Runs May 19-23rd.
Born in Halifax, Andrea England made her singing debut at age 3 with “You Are My Sunshine.” As a kid, she performed at the local church and community centre and in concert settings until her teens, singing and playing piano. She grew up on old-school country, such as Johnny Cash and Hank Williams, but when Alanis Morissette’s Jagged Little Pill came out in 1995, it impacted her an a musician while living in Ottawa for university.
Canada’s Andrea England has a unique ability to work successfully in two different music worlds, placing her pop co-writes such as “Casualty” on Pussycat Doll Nicole Scherzinger’s solo debut album, Killer Love, and recording and performing as a solo artist herself in a folk/roots/country vein. Her sophomore album, Hope & Other Sins, is the long-awaited follow-up to 2005’s Lemonade, the debut that enabled her to work behind the scenes as a professional songwriter.
Her new album, Hope & Other Sins — produced in Nashville features such special guest musicians as Carolyn Dawn Johnson, Liz Rodrigues, Gordie Sampson and Damhnait Doyle — is about resilience, much like Lemonade was, how life can knock you down, but nothing good can come from staying down for the count.
Andrea emerged triumphantly after a serious car accident in 2001, the week her debut EP, Heart Wide Open, came out, and then a hard-to-diagnose heart-related illness in 2006 made it imperative for her to take a few years off from recording, get a job with medical benefits — and get well. While she couldn’t make an album just yet, she didn’t stop writing for it.
“Laundry” is a special song written in an old-school country style at the request of her mother, and is for all the women who picture their dream life and it never does include the ugly, mundane or struggle. ”Picture of You” was inspired by visiting Ground Zero 5 years after 9/11 and seeing the still all too immediate impact of it in people’s faces. “Trying” is Andrea’s autobiography, her ‘Coat of Many Colors’ or “Coal Miner’s Daughter,” her story in one song.
“I’d always been a writer, a poet, and I did a literature degree, but I never combined words and music,” Andrea says. “When I heard Jagged Little Pill, I felt like I had permission to write about stuff that was in my head. I thought, ‘I can be brutally honest, confessional even.’”
She sent one of her first originals, “Eyes Wide Shut,” off her 2001 debut EP, Heart Wide Open, to some people she knew at the Ottawa University radio station. “That week, I was in that car accident, went home to Nova Scotia and found out the song had charted at No. 17,” Andrea says. She had hurt her back, got a concussion, complete with partial amnesia, and needed a year to fully recover. During this time, she, of course, was unable to play piano, so instead picked up guitar because it was easier on her physically and ended up writing the songs that would eventually become her first full-length release.
That album was 2005’s Lemonade, a reference to how she makes lemonade from lemons, good from a bad situation, great music out of a bad car accident — her record label and publishing company is called Lemonade Factory Music. Back to performing, she found that Heart Wide Open had been working some magic while she was home when she was invited to participate in the ECMA SOCAN Songwriter Circle.
Lemonade received three Nova Scotia Music Award nominations and won the Pop Rock Award at the Toronto Independent Music Awards. It also earned a place on the first ballot for the 2006 Grammy Awards in seven categories, including song, album, record and best new artist. As a songwriter, Andrea was also recognized with prizes in such songwriting competitions as John Lennon International, USA International, CFF and NSAI Songwriting Competitions.

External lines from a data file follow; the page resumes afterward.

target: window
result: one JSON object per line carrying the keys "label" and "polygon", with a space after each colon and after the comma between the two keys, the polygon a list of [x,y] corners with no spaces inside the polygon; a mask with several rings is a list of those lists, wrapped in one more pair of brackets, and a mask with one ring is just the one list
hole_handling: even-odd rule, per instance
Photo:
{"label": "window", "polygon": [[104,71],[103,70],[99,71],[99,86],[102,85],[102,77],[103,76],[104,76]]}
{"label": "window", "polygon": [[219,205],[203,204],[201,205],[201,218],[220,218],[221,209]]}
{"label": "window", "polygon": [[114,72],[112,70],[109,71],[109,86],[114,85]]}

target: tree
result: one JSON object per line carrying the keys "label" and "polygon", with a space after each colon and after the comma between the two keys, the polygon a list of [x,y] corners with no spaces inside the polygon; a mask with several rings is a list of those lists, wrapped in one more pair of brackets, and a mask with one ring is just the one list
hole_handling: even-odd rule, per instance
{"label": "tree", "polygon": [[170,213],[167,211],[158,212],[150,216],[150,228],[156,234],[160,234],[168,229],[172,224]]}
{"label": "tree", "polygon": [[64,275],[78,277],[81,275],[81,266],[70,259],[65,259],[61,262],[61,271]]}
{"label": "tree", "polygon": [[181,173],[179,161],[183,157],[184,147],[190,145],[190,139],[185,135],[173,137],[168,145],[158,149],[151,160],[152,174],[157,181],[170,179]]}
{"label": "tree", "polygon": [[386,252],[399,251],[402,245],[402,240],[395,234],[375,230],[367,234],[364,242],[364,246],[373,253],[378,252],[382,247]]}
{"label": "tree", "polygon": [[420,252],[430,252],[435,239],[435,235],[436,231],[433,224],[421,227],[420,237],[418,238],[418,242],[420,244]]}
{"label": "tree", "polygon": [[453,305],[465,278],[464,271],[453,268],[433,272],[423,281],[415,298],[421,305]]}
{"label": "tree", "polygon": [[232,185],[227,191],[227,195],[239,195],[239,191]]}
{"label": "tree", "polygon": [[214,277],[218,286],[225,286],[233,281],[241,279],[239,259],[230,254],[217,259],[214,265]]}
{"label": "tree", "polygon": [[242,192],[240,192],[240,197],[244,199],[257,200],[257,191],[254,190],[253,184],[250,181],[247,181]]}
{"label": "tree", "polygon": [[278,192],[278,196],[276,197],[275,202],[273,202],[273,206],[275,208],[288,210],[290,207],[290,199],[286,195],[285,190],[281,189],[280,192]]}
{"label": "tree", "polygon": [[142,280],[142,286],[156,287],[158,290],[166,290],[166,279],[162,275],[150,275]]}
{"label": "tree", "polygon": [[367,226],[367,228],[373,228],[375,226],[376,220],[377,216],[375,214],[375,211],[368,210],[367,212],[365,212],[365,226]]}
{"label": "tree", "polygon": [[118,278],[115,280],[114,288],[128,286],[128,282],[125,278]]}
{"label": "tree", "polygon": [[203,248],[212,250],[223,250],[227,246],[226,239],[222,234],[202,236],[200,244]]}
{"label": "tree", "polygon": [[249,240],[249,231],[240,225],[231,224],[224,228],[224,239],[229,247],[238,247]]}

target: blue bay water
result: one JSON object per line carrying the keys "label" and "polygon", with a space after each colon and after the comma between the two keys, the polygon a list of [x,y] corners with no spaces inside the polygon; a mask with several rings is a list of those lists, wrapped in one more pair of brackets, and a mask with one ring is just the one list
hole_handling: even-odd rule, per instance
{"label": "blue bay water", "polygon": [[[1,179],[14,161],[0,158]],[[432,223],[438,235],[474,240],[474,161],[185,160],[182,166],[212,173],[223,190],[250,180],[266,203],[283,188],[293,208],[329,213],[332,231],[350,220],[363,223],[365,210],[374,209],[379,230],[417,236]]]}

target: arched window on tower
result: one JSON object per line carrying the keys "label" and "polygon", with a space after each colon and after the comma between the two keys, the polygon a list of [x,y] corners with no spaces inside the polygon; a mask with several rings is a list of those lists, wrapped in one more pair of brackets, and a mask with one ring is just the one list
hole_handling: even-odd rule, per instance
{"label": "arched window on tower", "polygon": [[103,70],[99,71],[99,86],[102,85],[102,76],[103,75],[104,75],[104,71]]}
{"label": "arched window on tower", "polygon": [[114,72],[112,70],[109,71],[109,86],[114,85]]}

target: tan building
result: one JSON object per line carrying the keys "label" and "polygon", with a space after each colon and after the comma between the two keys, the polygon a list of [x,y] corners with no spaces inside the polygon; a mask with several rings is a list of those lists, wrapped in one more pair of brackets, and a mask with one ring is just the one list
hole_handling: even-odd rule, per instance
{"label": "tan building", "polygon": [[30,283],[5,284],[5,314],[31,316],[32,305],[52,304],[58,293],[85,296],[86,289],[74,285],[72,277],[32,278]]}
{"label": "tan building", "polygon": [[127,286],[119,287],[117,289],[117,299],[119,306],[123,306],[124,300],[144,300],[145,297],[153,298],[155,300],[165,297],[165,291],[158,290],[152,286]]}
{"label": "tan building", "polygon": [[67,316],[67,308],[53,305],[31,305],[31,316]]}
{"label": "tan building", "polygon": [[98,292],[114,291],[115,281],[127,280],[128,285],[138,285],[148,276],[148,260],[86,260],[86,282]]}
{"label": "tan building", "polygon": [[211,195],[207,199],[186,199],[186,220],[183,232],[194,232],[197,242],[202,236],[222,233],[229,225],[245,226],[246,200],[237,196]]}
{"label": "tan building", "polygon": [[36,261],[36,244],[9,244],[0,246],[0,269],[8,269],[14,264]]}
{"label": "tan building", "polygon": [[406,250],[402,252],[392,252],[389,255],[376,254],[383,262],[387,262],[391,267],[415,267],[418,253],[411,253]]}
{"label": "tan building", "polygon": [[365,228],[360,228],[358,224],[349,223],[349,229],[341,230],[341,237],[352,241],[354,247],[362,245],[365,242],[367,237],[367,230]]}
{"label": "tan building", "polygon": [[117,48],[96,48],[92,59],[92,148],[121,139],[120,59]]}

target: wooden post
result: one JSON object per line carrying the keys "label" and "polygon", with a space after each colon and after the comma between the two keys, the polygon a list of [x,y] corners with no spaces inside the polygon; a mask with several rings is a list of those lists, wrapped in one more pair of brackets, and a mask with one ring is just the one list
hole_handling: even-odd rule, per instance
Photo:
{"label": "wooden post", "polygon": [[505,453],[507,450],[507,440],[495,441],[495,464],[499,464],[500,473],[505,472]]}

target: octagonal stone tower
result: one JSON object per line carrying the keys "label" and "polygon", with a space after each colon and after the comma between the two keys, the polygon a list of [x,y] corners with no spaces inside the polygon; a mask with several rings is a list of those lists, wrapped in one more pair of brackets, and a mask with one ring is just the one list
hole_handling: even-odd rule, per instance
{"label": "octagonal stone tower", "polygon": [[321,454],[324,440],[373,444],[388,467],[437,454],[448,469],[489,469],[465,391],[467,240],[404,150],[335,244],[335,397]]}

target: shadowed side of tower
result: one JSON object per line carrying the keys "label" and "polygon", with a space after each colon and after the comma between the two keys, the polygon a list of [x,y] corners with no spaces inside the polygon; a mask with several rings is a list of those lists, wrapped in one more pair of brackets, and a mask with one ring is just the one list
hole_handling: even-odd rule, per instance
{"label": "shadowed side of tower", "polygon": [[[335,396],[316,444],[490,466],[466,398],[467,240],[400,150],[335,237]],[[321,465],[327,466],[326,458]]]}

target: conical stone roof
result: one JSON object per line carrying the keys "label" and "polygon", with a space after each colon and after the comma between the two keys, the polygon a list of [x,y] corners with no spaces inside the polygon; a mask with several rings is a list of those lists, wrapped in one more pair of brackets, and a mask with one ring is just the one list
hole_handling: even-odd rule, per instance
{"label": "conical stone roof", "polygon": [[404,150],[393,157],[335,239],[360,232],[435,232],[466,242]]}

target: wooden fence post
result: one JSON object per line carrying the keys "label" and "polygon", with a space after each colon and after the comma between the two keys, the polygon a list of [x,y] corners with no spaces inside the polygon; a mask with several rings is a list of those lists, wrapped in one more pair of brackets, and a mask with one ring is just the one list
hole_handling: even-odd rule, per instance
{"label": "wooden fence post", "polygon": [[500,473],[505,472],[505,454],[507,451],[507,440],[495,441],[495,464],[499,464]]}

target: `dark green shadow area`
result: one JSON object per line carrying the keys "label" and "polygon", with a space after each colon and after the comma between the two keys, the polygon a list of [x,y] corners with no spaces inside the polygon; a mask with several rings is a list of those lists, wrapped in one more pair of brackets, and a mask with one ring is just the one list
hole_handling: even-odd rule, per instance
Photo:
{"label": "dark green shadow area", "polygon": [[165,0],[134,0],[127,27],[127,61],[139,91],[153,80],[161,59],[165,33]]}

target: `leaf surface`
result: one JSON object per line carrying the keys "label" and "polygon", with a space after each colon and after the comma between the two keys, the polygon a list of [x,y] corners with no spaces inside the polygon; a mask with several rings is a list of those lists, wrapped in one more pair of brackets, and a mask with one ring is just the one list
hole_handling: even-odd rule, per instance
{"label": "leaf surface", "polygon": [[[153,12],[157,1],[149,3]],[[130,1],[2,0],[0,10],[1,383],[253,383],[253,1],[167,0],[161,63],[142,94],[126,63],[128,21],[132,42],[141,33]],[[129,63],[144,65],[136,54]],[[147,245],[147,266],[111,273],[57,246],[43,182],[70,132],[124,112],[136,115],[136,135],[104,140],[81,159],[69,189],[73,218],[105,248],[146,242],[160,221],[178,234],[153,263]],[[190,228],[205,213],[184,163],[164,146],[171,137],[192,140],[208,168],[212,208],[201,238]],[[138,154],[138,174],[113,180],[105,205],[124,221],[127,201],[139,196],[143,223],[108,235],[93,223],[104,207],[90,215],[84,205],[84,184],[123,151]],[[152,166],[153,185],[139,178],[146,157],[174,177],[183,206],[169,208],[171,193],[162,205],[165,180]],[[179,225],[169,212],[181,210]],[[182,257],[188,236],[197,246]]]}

Andrea quickly infiltrated the songwriting community, which led to more and more opportunities to co-write with people who have placed songs with U2, Rihanna, Backstreet Boys, Eminem, Celine Dion, Chris Brown, Justin Bieber and more. “I became a top-liner too,” Andrea says, referring a songwriter term that means the top line of a song (lyrics and melody).
In 2007, Andrea met Colin Linden at Levon Helm’s Midnight Ramble. Colin was playing with Richard Bell, who played on Lemonade and she, Colin, Levon and PR legend Richard Flohil hung out that night around Levon’s kitchen table. Andrea and Colin discussed the idea of one day working together. Two years ago, when she had the demos for this album done, she sent them to him and he was eager to produce.
Recorded mostly in Nashville, Colin played guitars, mandolin, Dobro and harmonies on Hope & Other Sins and assembled a stellar backing band for Andrea: Gary Craig (drums, percussion), John Dymond (bass) and John Whynot (piano, organ). She also wanted more Canadians on the record, so invited her friends Damhnait, Carolyn, and Liz Rodrigues to sing harmonies and fellow Nova Scotian Gordie to play on it.
There are many writing collaborators on the album – contributions from everyone from Hill Kourkoutis to Luke McMaster, but she remains sole writer or co-writer in all the songs. These are her stories of hope and other sins.